= Paul Langevin (politician) =

Canadian politician

Paul Andre Joseph Langevin (January 15, 1942 – November 11, 2008) was a provincial politician from Alberta, Canada.

==Political career==
Langevin first ran as a Liberal candidate in the St. Paul electoral district in the 1989 Alberta general election. He was defeated by incumbent Progressive Conservative MLA John Drobot.

Langevin ran for the Liberals a second time and was elected to the Alberta Legislature in the 1993 Alberta general election winning the new riding of Lac La Biche-St. Paul. He won the riding defeating two other candidates in a closely contested race. In 1994 he left the Liberal caucus and sat as an Independent.

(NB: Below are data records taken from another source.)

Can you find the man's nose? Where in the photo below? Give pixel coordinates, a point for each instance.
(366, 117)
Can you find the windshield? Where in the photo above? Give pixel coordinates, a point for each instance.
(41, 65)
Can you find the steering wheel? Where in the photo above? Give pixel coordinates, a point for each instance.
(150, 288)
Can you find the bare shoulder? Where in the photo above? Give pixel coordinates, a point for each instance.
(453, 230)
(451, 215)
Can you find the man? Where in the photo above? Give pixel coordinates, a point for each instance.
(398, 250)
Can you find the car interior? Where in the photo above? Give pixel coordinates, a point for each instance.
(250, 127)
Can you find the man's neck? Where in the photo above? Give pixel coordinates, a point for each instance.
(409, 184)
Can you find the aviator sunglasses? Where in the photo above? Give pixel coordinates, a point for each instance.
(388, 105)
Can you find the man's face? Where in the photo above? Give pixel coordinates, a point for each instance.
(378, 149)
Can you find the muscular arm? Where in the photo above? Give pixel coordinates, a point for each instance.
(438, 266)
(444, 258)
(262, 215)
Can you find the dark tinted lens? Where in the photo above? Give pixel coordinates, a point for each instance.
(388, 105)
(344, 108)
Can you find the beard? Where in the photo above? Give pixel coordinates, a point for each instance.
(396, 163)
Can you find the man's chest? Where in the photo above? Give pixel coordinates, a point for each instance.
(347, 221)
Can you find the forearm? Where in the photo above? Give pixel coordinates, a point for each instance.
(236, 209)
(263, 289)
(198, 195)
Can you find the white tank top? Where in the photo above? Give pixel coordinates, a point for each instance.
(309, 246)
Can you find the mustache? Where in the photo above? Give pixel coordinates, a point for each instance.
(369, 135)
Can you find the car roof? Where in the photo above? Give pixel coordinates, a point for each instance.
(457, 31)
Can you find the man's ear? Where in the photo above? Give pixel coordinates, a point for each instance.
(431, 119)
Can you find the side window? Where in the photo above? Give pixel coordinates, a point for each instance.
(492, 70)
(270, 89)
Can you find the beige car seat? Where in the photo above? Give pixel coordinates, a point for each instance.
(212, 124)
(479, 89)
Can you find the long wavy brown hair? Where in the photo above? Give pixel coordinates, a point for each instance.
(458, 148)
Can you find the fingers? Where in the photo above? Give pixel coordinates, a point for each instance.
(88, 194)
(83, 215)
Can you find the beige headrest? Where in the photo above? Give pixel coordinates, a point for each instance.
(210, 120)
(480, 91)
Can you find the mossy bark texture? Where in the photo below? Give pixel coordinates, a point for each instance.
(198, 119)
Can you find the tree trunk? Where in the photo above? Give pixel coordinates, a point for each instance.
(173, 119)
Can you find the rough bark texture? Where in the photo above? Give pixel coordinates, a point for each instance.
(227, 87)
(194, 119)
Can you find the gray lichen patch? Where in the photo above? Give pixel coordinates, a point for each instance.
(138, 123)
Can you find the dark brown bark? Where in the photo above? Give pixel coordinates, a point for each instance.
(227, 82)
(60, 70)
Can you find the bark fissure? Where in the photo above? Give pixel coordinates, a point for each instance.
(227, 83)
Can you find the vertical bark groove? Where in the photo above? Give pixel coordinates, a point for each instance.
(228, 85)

On April 24, 1995 he joined the Progressive Conservatives giving up Independent status. He ran for a second term in office in the 1997 Alberta general election. He won re-election with a reduced popular vote in a six way race.

On October 5, 2000, he announced a $1.2 million project to build the Lakeland Interpretive Centre and Regional Leisure Complex and a quarter of a million dollar grant to restore the Lac La Biche Mission Historic Site as part of the provinces centennial celebrations. Langevin retired from provincial politics at dissolution of the Assembly in 2001.

==Honours==
Langevin held the Order of La Pléiade from the Assembly of La Francophonie.

On November 11, 2008, Paul Langevin died in St. Paul, Alberta, at the age of 66.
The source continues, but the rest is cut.